The key issue is whether a household's purchases of goods and services from multiple sources in any given year are less than, equal to, or greater than its income, likely also from multiple sources. If the expenditures exceed receipts, the household must borrow to finance some of its purchases. Conversely, if its income exceeds purchases, the household is a net saver.
 
A country’s balance of payments is like a household’s. Revenue from selling goods and services to foreigners in various countries minus the value of their purchases of goods and services from us is known as the balance of the “current account.” Just as in a household, if the receipts from buying goods and services from foreigners exceeds the value of what they buy from us, the deficit is offset by borrowing from foreigners, known as the “capital account.” For payments to be balanced, a current account deficit must be offset by a capital account surplus, or vice versa.
 
In the case of a household, we think of a “payments deficit” caused by expenditures on goods and services exceeding income requiring net borrowing. However, in international payments, the causality can go in the opposite direction. The US is a low saving nation, and we are running large government deficits which Americans are not saving enough to finance. Therefore, a large volume of the bonds the US Government sells to finance its budget deficit is bought by foreigners.
 
The foreign buyers enter the foreign exchange market to buy the dollars with which to buy the US Government debt instruments. A foreign exchange market can be thought of just like a commodity market.
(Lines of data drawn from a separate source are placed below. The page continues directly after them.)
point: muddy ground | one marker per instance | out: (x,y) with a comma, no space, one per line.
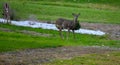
(113,30)
(39,56)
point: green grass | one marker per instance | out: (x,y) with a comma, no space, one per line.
(90,59)
(102,11)
(15,40)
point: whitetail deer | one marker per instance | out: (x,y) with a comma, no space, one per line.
(6,12)
(68,24)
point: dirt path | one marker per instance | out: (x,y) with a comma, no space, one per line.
(39,56)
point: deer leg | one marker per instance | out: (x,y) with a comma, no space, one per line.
(60,32)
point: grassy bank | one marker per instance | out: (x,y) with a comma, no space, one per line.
(90,59)
(16,40)
(49,10)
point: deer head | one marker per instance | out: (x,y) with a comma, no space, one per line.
(75,17)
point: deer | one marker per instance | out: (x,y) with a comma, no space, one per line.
(6,12)
(73,25)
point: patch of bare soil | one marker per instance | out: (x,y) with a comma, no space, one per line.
(113,30)
(39,56)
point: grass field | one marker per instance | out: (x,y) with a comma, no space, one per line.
(49,10)
(16,40)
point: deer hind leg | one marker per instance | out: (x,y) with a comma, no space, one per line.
(73,34)
(60,32)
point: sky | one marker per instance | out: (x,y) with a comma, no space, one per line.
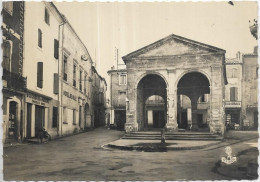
(107,26)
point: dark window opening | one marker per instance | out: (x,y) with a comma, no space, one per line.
(65,62)
(39,38)
(56,49)
(55,117)
(47,16)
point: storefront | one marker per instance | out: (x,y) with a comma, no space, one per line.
(40,113)
(12,116)
(252,116)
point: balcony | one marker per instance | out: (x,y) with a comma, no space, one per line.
(14,81)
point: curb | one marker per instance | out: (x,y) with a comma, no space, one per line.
(157,149)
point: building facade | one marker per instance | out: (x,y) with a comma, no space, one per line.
(233,91)
(14,84)
(75,73)
(118,89)
(48,74)
(250,90)
(41,68)
(99,88)
(170,67)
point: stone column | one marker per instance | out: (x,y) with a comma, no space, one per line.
(194,99)
(33,121)
(131,124)
(171,124)
(217,124)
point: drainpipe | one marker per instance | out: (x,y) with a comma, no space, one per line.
(60,66)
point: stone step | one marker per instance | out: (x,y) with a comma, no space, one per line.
(173,135)
(174,138)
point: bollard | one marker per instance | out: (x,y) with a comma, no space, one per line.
(163,136)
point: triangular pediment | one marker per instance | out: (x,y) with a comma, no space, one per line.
(173,45)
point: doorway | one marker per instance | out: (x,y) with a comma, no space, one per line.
(13,125)
(39,119)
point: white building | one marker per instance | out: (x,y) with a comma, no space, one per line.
(41,37)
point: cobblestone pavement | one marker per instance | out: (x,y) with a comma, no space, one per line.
(81,157)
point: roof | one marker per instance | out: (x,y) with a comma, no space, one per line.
(175,43)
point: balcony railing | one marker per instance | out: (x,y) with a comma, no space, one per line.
(14,81)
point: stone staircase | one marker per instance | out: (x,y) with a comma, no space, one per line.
(156,135)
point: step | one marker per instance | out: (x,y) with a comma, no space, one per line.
(173,138)
(188,136)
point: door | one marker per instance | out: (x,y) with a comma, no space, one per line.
(158,119)
(200,120)
(29,120)
(256,120)
(12,125)
(39,119)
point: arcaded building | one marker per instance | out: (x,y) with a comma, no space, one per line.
(167,69)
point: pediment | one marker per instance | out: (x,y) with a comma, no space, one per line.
(173,46)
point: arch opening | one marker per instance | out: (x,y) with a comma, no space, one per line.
(151,102)
(193,107)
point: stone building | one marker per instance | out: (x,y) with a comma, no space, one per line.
(14,84)
(250,90)
(233,90)
(118,89)
(41,62)
(184,116)
(99,88)
(167,68)
(75,73)
(59,72)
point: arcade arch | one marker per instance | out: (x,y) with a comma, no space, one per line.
(150,85)
(193,85)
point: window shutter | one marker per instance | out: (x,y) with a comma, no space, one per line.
(236,94)
(39,74)
(56,49)
(56,83)
(39,38)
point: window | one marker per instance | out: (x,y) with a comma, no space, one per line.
(234,73)
(85,83)
(39,38)
(100,98)
(56,49)
(47,16)
(65,115)
(80,80)
(122,79)
(74,75)
(74,116)
(40,74)
(233,94)
(7,49)
(54,117)
(65,66)
(55,83)
(8,6)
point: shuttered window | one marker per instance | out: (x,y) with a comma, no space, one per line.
(74,75)
(40,74)
(65,62)
(39,38)
(56,83)
(47,16)
(233,94)
(56,49)
(55,117)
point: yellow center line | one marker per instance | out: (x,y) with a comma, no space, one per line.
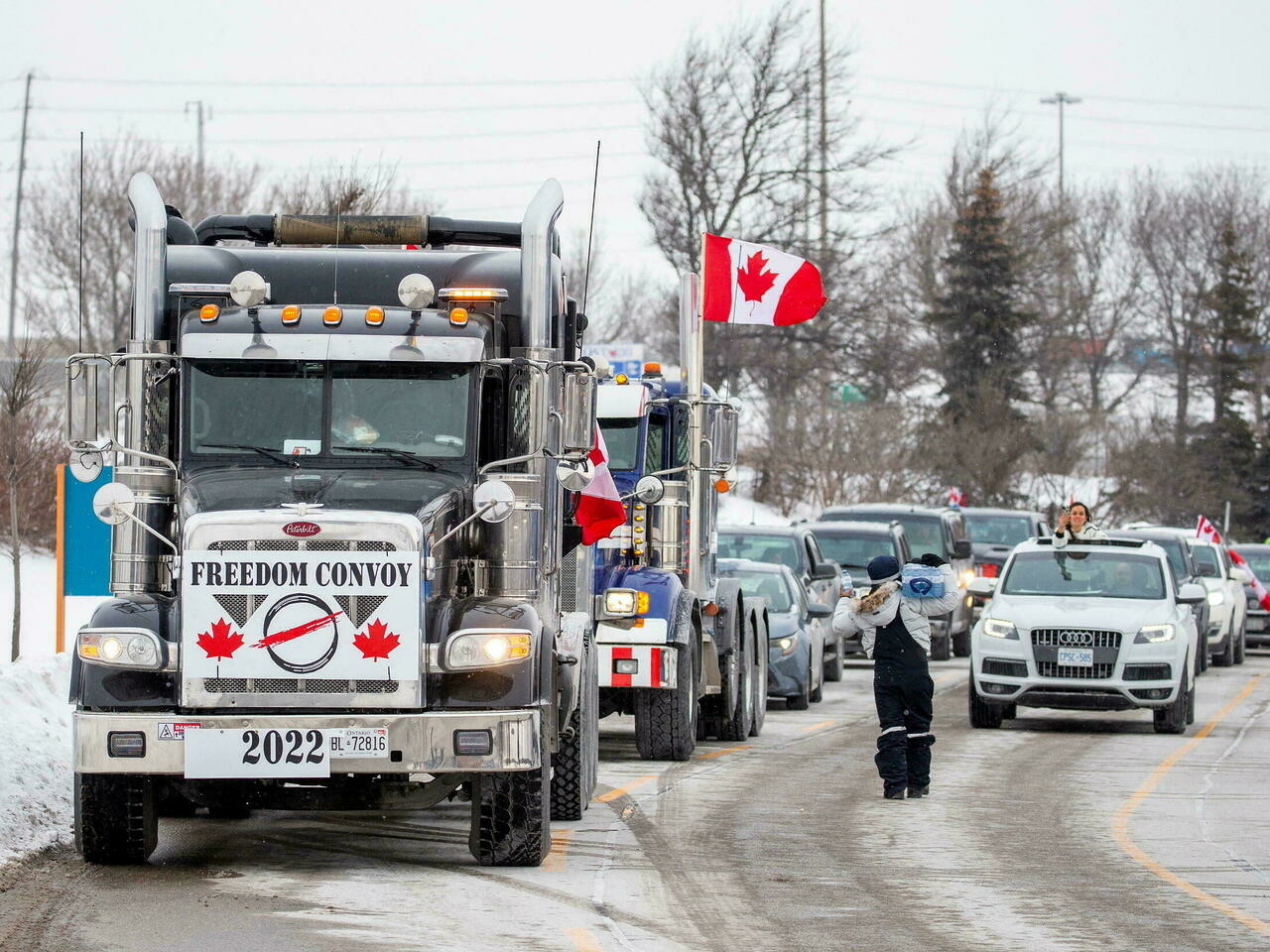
(622,791)
(1120,826)
(558,857)
(817,726)
(583,939)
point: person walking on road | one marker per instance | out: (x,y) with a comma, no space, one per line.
(1075,526)
(896,633)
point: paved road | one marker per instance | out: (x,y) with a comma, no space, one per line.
(1082,833)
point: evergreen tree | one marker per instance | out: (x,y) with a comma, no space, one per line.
(976,318)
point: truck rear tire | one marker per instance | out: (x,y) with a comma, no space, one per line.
(574,766)
(511,821)
(116,817)
(666,721)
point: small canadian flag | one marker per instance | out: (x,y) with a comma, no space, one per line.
(748,284)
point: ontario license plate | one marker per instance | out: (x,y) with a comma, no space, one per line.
(257,753)
(1076,656)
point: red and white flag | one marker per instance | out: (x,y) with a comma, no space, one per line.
(1257,588)
(599,506)
(747,284)
(1206,531)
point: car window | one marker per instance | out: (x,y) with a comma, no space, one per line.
(1084,574)
(855,551)
(756,547)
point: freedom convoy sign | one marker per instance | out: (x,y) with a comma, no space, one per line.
(312,616)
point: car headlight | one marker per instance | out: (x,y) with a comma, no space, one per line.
(1152,634)
(488,649)
(624,603)
(123,648)
(1000,629)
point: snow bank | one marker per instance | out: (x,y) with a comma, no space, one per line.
(36,756)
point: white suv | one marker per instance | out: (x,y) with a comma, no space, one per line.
(1096,626)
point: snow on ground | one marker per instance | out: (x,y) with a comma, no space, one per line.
(36,756)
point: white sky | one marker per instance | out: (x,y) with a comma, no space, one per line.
(502,94)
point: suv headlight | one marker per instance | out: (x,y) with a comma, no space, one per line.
(1000,629)
(1152,634)
(624,603)
(486,649)
(125,648)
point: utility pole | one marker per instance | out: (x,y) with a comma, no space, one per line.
(1061,99)
(17,214)
(202,112)
(825,149)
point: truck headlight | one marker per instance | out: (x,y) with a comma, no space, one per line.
(486,649)
(1000,629)
(1152,634)
(624,603)
(126,648)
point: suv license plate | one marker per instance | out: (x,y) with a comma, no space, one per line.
(1076,656)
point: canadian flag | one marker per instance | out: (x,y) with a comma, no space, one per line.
(599,506)
(747,284)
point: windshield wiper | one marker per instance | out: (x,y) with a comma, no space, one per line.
(404,456)
(293,461)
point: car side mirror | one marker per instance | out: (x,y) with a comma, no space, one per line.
(1192,594)
(825,570)
(980,587)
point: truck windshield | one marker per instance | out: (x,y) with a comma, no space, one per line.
(313,408)
(1084,574)
(621,439)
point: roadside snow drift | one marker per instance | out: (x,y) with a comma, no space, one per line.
(36,756)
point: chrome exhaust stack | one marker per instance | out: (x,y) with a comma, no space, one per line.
(137,557)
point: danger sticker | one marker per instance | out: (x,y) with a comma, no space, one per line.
(176,730)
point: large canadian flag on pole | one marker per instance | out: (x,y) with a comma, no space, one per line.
(599,506)
(747,284)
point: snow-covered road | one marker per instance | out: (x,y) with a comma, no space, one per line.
(1055,833)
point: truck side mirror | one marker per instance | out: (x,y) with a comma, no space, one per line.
(578,413)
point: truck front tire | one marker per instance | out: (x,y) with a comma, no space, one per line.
(511,821)
(116,817)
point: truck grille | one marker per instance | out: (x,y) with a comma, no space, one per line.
(296,685)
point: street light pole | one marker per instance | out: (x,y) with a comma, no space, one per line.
(1061,99)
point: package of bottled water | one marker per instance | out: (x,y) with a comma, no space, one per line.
(921,581)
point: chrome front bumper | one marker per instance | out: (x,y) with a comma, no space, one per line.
(426,740)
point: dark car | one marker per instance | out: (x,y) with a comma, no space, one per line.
(795,658)
(1185,570)
(996,532)
(795,547)
(1257,557)
(852,543)
(940,530)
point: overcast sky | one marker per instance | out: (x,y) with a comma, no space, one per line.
(494,96)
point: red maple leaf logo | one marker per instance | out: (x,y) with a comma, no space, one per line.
(376,642)
(752,280)
(222,642)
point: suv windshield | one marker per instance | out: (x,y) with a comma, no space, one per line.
(1084,574)
(313,408)
(1000,530)
(760,548)
(853,551)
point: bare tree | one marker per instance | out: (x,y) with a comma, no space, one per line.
(107,282)
(28,442)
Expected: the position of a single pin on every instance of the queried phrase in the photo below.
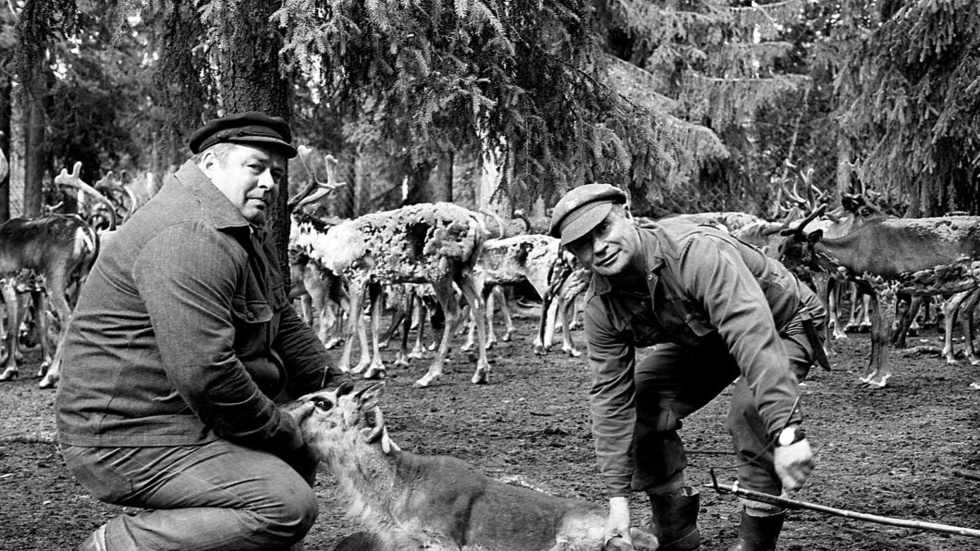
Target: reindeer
(58, 250)
(425, 243)
(885, 256)
(408, 502)
(511, 261)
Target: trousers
(673, 382)
(216, 497)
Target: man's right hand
(618, 523)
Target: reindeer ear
(345, 388)
(369, 397)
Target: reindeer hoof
(481, 377)
(424, 382)
(374, 373)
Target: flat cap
(582, 209)
(253, 127)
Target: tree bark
(34, 155)
(6, 112)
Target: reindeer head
(796, 251)
(333, 421)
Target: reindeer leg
(968, 308)
(354, 314)
(377, 369)
(539, 346)
(419, 349)
(450, 307)
(906, 320)
(883, 306)
(505, 312)
(833, 299)
(475, 298)
(10, 370)
(408, 303)
(951, 307)
(365, 345)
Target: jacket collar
(653, 260)
(222, 212)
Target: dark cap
(582, 209)
(254, 128)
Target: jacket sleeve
(309, 364)
(611, 398)
(187, 277)
(714, 275)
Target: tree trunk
(6, 112)
(33, 158)
(251, 81)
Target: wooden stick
(972, 475)
(795, 504)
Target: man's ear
(208, 162)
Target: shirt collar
(222, 211)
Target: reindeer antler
(307, 195)
(74, 180)
(798, 230)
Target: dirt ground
(894, 452)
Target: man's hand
(618, 523)
(793, 463)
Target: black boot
(758, 533)
(675, 520)
(94, 542)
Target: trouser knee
(289, 520)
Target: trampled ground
(892, 452)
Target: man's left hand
(794, 463)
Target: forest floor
(897, 452)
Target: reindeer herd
(440, 264)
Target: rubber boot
(359, 541)
(94, 542)
(675, 520)
(758, 533)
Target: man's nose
(266, 181)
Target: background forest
(693, 105)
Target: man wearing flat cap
(719, 311)
(181, 346)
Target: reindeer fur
(439, 503)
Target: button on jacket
(183, 332)
(704, 288)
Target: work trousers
(216, 497)
(672, 382)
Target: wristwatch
(790, 435)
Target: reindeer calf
(413, 502)
(58, 249)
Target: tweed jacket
(704, 288)
(183, 332)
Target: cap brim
(582, 221)
(286, 149)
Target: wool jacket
(704, 288)
(183, 332)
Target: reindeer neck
(368, 477)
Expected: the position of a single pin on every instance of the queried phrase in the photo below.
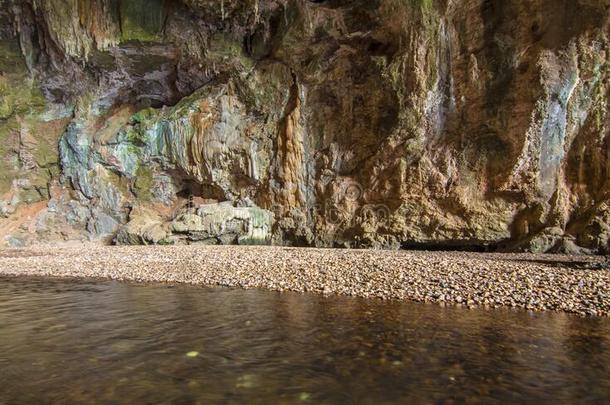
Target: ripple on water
(105, 341)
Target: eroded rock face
(385, 123)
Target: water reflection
(107, 341)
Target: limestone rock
(387, 123)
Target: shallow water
(66, 341)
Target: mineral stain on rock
(460, 123)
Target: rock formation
(478, 124)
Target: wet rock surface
(461, 123)
(533, 282)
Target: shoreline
(535, 282)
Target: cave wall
(357, 123)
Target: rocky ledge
(533, 282)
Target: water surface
(109, 342)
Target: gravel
(533, 282)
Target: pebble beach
(533, 282)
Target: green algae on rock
(463, 124)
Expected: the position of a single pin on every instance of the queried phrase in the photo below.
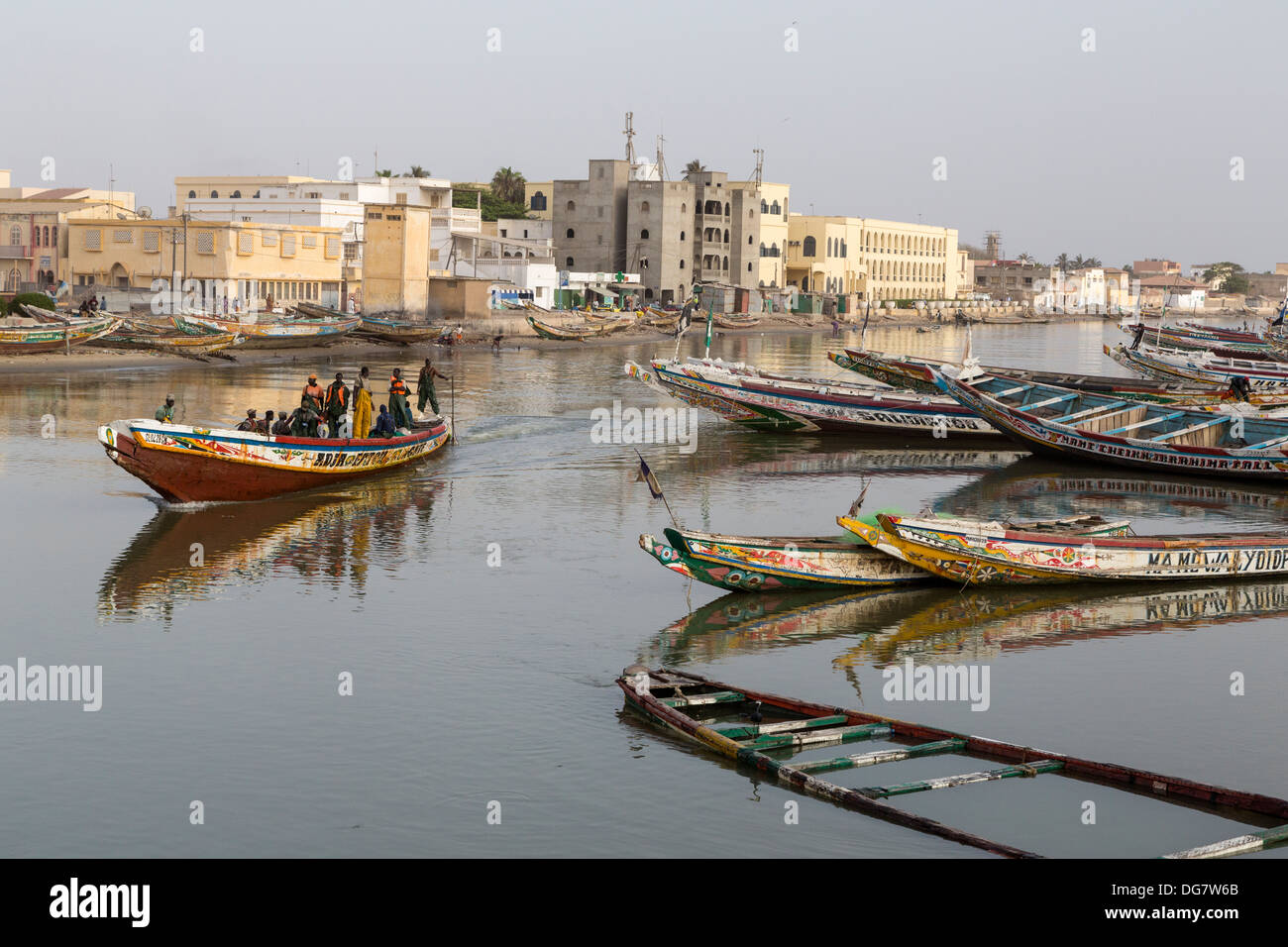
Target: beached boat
(1106, 428)
(917, 373)
(772, 402)
(728, 320)
(761, 564)
(187, 464)
(48, 337)
(756, 728)
(1202, 368)
(274, 335)
(991, 553)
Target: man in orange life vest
(398, 406)
(336, 405)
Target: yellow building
(879, 260)
(246, 262)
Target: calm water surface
(477, 684)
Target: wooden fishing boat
(187, 464)
(1202, 368)
(755, 728)
(277, 335)
(760, 564)
(728, 320)
(579, 333)
(24, 341)
(992, 553)
(768, 402)
(918, 375)
(1106, 428)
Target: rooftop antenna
(630, 136)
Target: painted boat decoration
(187, 464)
(576, 333)
(918, 375)
(763, 564)
(992, 553)
(1104, 428)
(747, 725)
(274, 335)
(778, 403)
(24, 341)
(1202, 368)
(735, 320)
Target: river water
(484, 602)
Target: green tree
(507, 184)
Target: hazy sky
(1121, 153)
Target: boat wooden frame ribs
(755, 728)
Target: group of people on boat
(323, 412)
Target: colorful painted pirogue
(187, 464)
(24, 341)
(761, 564)
(750, 725)
(1261, 375)
(772, 402)
(575, 333)
(992, 553)
(1128, 433)
(918, 375)
(273, 335)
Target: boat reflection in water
(941, 625)
(330, 538)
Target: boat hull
(187, 464)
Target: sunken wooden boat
(778, 403)
(48, 337)
(579, 331)
(274, 335)
(764, 564)
(187, 464)
(1108, 429)
(918, 375)
(728, 320)
(764, 732)
(990, 553)
(1202, 368)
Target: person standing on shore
(425, 386)
(336, 405)
(362, 403)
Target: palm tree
(507, 184)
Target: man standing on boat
(165, 414)
(398, 406)
(425, 386)
(362, 402)
(336, 405)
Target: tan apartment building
(34, 230)
(249, 262)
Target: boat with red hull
(187, 464)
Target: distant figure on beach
(165, 414)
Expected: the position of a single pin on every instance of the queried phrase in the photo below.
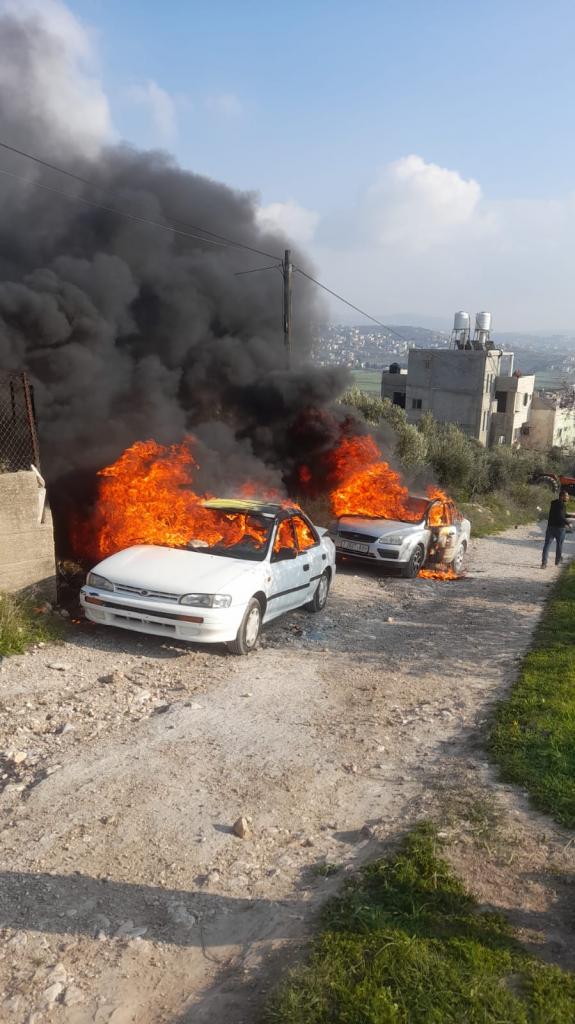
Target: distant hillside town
(366, 347)
(370, 347)
(474, 384)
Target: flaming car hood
(381, 526)
(170, 570)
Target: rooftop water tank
(461, 322)
(483, 322)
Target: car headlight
(93, 580)
(207, 600)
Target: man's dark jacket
(558, 516)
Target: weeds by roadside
(533, 735)
(406, 944)
(23, 625)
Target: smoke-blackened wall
(129, 331)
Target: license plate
(352, 546)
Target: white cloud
(417, 204)
(426, 240)
(161, 107)
(291, 219)
(58, 85)
(226, 103)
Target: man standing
(558, 522)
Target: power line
(219, 239)
(347, 303)
(190, 229)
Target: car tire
(249, 632)
(415, 563)
(459, 558)
(319, 599)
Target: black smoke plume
(130, 332)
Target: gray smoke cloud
(130, 332)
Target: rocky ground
(125, 895)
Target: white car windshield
(230, 534)
(414, 510)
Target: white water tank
(483, 322)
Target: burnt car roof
(270, 509)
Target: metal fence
(18, 438)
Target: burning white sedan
(247, 563)
(426, 532)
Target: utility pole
(286, 269)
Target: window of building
(501, 398)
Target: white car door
(312, 557)
(289, 580)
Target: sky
(421, 151)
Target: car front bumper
(396, 556)
(181, 622)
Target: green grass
(21, 625)
(533, 735)
(324, 869)
(406, 944)
(500, 510)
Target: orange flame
(147, 497)
(365, 484)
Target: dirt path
(125, 897)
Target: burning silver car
(432, 534)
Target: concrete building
(551, 423)
(512, 411)
(394, 384)
(472, 385)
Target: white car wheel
(319, 599)
(249, 632)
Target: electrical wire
(189, 228)
(348, 303)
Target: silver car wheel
(459, 558)
(418, 556)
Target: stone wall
(27, 539)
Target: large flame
(365, 484)
(148, 497)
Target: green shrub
(21, 624)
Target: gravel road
(125, 897)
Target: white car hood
(379, 526)
(174, 571)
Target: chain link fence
(18, 439)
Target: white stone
(52, 993)
(240, 827)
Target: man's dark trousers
(556, 534)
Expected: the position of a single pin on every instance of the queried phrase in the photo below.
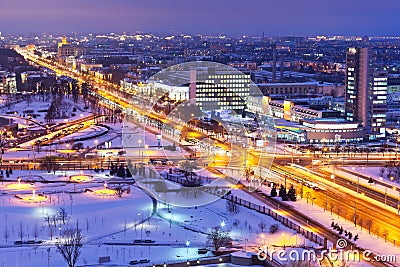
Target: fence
(285, 221)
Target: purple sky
(237, 17)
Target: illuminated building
(366, 92)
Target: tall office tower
(213, 89)
(379, 105)
(366, 91)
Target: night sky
(231, 17)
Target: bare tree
(69, 246)
(51, 232)
(218, 238)
(119, 191)
(309, 196)
(262, 226)
(47, 218)
(63, 215)
(21, 231)
(232, 207)
(332, 205)
(35, 231)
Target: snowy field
(110, 224)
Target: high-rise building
(366, 91)
(224, 90)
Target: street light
(187, 246)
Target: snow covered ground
(110, 224)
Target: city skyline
(234, 18)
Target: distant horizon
(176, 33)
(233, 17)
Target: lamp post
(159, 136)
(139, 145)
Since payments between nations are composed of both trade in goods and services (the "current account") and international capital flows (the "capital account"), the market clearing condition (i.e. where supply of equals demand for foreign exchange) requires that the exchange rate (i.e. price of foreign exchange) adjust to ensure that any net capital inflow be offset by an equal current account deficit.
 
Foreigners buying more dollars in the foreign exchange market puts upward pressure on the dollar exchange rate. Larger net capital inflows require the dollar to appreciate sufficiently to squeeze down American exports and increase imports to the US by enough to generate the requisite current account deficit to offset the larger net capital inflow. The point is this. The President can levy all the tariffs on imports he wants, but as long as the dollar is allowed to float freely and we continue to run large Federal budget deficits, exchange rate adjustments will offset his tariffs. His tariffs cannot have the result he desires. The numbers simply do not work.
 
The problem of large US trade deficits (really current account deficits) is the result of large net capital inflows into the United States. In part, this reflects the fact that the United States has been seen as a very attractive place for foreigners to invest. However, looking to the future with projected US Government budget deficits exceeding a trillion dollars per year as far as the eye can see into the future, as long as Americans remain low savers, a substantial part of the budget deficit will be financed by borrowing from abroad (i.e. net capital inflows). As long as the dollar is allowed to float on foreign exchange markets, the exchange rate will adjust enough to generate the requisite current account deficit to offset the net capital inflow.
 
The trade deficit will not be eliminated as long as the Federal budget deficit requires borrowing from foreigners.  
 
The root of the loss of American jobs is technological change, and in the case of China, intellectual property theft. Tariffs are totally ill-suited to address these problems. To address the latter problem, what Trump needed to do was to solidify a working group of like-minded nations which would bring joint pressure on the Chinese Government. Instead, Trump has completely blown that approach by destroying whatever working relationship the US had with the G-7.